上がGIオリジナルのAY-3-8910、SOUNDという文字が入っているのはわかりやすいですね。1979年製。下はその10年後に作られたMicrochip社製のPSGですが、型番の末尾のAは何か改良されたところがあることを示しているのでしょうか。GI社とMicrochip社の関係がわかる写真ですね。

ピン配置を以下に示します。
 Vss  1     40 Vcc
  NC  2     39 TEST1
ACHB  3     38 ACHC
ACHA  4     37 DA0
  NC  5     36 DA1
IOB7  6     35 DA2
IOB6  7     34 DA3
IOB5  8     33 DA4
IOB4  9     32 DA5
IOB3 10     31 DA6
IOB2 11     30 DA7
IOB1 12     29 BC1
IOB0 13     28 BC2
IOA7 14     27 BDIR
IOA6 15     26 TEST2
IOA5 16     25 A8
IOA4 17     24 A9*
IOA3 18     23 RESET*
IOA2 19     22 CLOCK
IOA1 20     21 IOA0
この端子のうち、VccとVssは電源で、+ 5 V単一電源で動作します。
DA0からDA7まではデータとアドレス兼用のマイクロプロセッサとのデータのやりとりを行う信号です。DA0がLSBでDA7がMSBとなっています。あるタイミングでバスに出力されているアドレスをラッチして、次のタイミングでデータの入出力を行う、マルチプレクスバス用の信号となっています。
データ転送を制御する信号が、BDIR, BC1, BC2の3本の信号で、他にA8, A9*が正論理と負論理のチップセレクト入力として用意されています。A8, A9*はそれぞれ内部的にプルアップとプルダウン抵抗が接続されていて、使用しない場合にはオープンにしておくこともできます。
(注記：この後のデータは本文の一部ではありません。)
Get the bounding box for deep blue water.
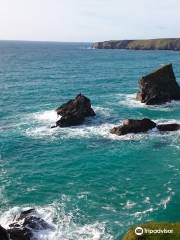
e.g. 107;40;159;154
0;42;180;240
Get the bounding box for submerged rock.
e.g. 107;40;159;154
136;64;180;105
110;118;156;136
0;225;10;240
52;94;96;128
4;209;54;240
157;123;180;131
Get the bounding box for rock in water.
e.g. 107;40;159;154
56;94;96;127
0;225;10;240
110;118;156;136
6;209;55;240
137;64;180;105
157;123;180;132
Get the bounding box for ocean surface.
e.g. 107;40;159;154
0;41;180;240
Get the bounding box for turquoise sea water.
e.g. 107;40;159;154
0;42;180;240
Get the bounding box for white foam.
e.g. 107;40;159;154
33;110;59;123
117;93;180;112
124;200;136;209
0;204;114;240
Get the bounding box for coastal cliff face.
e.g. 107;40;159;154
92;38;180;51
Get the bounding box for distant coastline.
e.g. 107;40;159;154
92;38;180;51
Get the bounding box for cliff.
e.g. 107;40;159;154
92;38;180;51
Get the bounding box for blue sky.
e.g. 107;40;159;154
0;0;180;42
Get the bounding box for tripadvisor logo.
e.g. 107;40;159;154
135;227;144;236
135;227;173;236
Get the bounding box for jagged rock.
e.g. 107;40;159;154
110;118;156;136
0;225;10;240
157;123;180;131
6;209;54;240
55;94;96;128
7;227;31;240
136;64;180;105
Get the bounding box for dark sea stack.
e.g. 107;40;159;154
92;38;180;51
56;94;96;127
0;225;10;240
136;64;180;105
157;123;180;132
110;118;156;136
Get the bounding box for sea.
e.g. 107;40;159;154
0;41;180;240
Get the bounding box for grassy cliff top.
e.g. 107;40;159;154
92;38;180;51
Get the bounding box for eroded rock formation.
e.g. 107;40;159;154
56;94;96;127
137;64;180;105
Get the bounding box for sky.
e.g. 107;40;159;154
0;0;180;42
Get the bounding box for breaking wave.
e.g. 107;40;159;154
117;93;180;112
0;203;114;240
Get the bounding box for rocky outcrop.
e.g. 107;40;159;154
110;118;180;136
0;225;10;240
136;64;180;105
110;118;156;136
92;38;180;51
157;123;180;132
53;94;96;127
0;209;54;240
RESET*信号はおなじみのリセットで、CLOCK信号はクロックを与えますが、こちらはバスインターフェース用というよりは内部の音源制御の基準周波数として使われます。3.58 MHz程度の周波数を与えるシステムが多かったようですね。TEST1とTEST2はテスト用の端子で、オープンのまま残して置きます。
IOA0からIOA7およびIOB0からIOB7はバイト単位で入出力方向を制御できるI/Oポートです。PSGとは大量のデータを高速で転送する必要はあまりないので、システムがマルチプレクスバスになっていなかったりタイミングの都合でバスと直接インターフェースするのが面倒な場合、8255のような単なるパラレルI/Oポートの先にPSGを接続して、ソフトウェアでBDIR, BC1, BC2などをコントロールしてデータ転送を行うこともよくありました。そのパラレルポートの代わりに使えたかもしれません。ジョイステックなんかを接続した例もありますね。
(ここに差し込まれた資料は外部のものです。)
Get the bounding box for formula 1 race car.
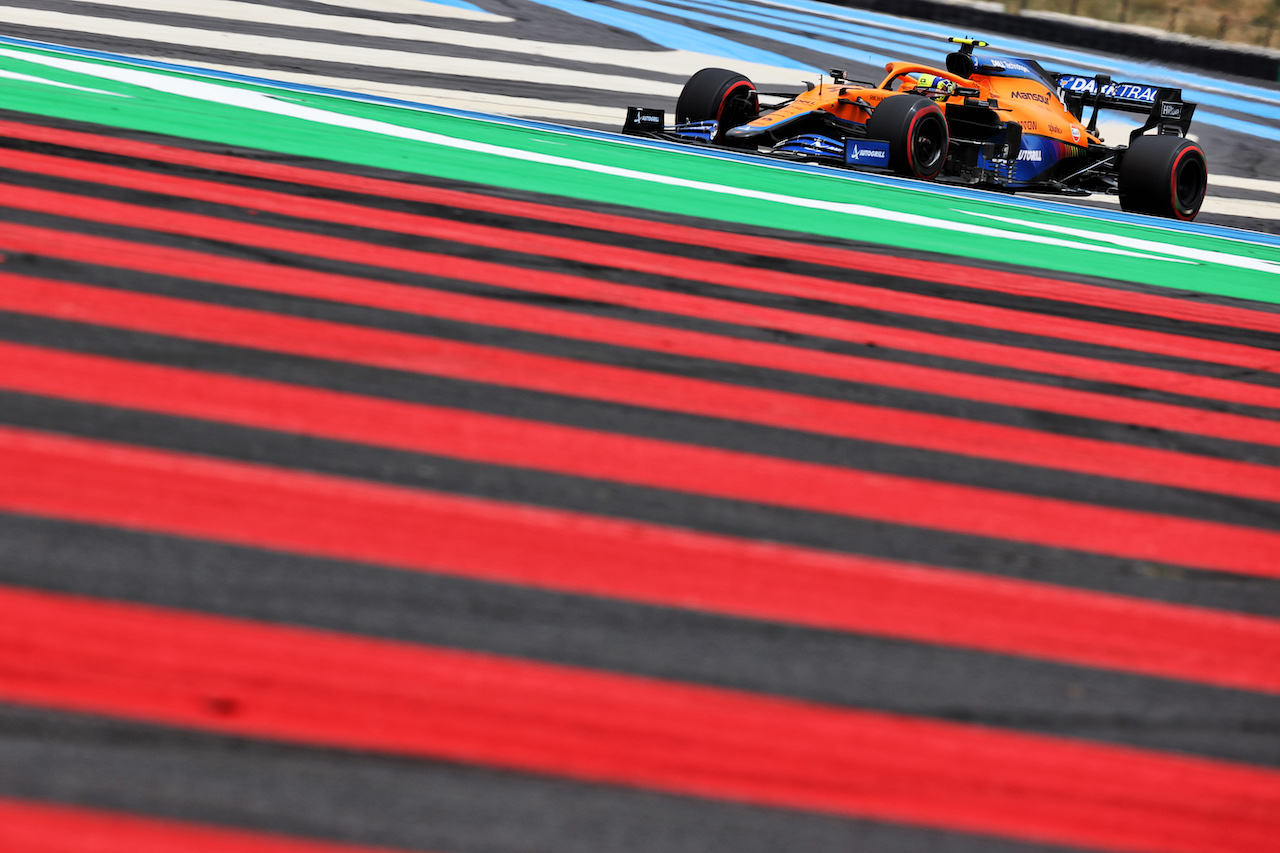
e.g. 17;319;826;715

ACHA, ACHB, ACHCはそれぞれANALOG CHANNEL A, B, Cを私が略して書いたもので、サウンド信号出力です。約1 Vppの信号が得られます。特にステレオ出力などの必要性がなければ、3本を並列に接続してミキシングしてアンプを介してスピーカを鳴らすことができます。
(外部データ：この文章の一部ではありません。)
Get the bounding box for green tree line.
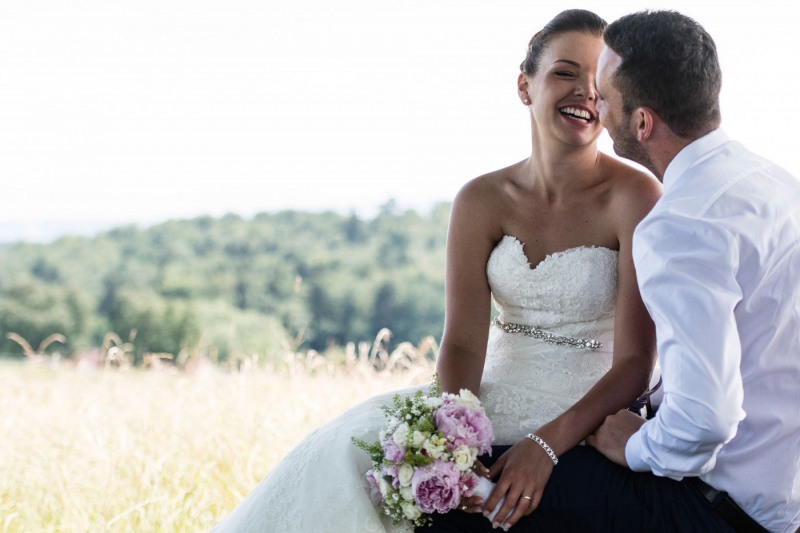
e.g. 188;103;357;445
0;202;450;361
制御信号類はあまり見なれたものではありませんが、もともとはGI社の16 bitマイクロプロセッサCP1610(や8 bitマイクロプロセッサのPIC1650シリーズ)のためのLSIであったためです。当時は他に手ごろなプログラマブルな音源LSIがなかったため、GI社のマイクロプロセッサファミリの中からPSGが選ばれて広く使われたのでしょう。

内部レジスタ構成は次の表のようになっています。
 
アドレス 略称 ブロック 機能名称
00 R0 Tone Gen. Channel A Fine Tune Register
01 R1 Tone Gen. Channel A Coarse Tune Register
02 R2 Tone Gen. Channel B Fine Tune Register
03 R3 Tone Gen. Channel B Coarse Tune Register
04 R4 Tone Gen. Channel C Fine Tune Register
05 R5 Tone Gen. Channel C Coarse Tune Register
06 R6 Noise Gen. Noise Period Register
07 R7 Mixer, I/O Mixer Control - I/O Enable Register
08 R10 Amp. Control Channel A Amplitude Control Register
09 R11 Amp. Control Channel B Amplitude Control Register
0A R12 Amp. Control Channel C Amplitude Control Register
0B R13 Envelope Gen. Envelope Fine Tune Register
0C R14 Envelope Gen. Envelope Coarse Tune Register
0D R15 Envelope Gen. Envelope Shape/Cycle Control Register
0E R16 I/O I/O Port A Data Store
0F R17 I/O I/O Port B Data Store

GIではレジスタ略称を8進数で表示していますね。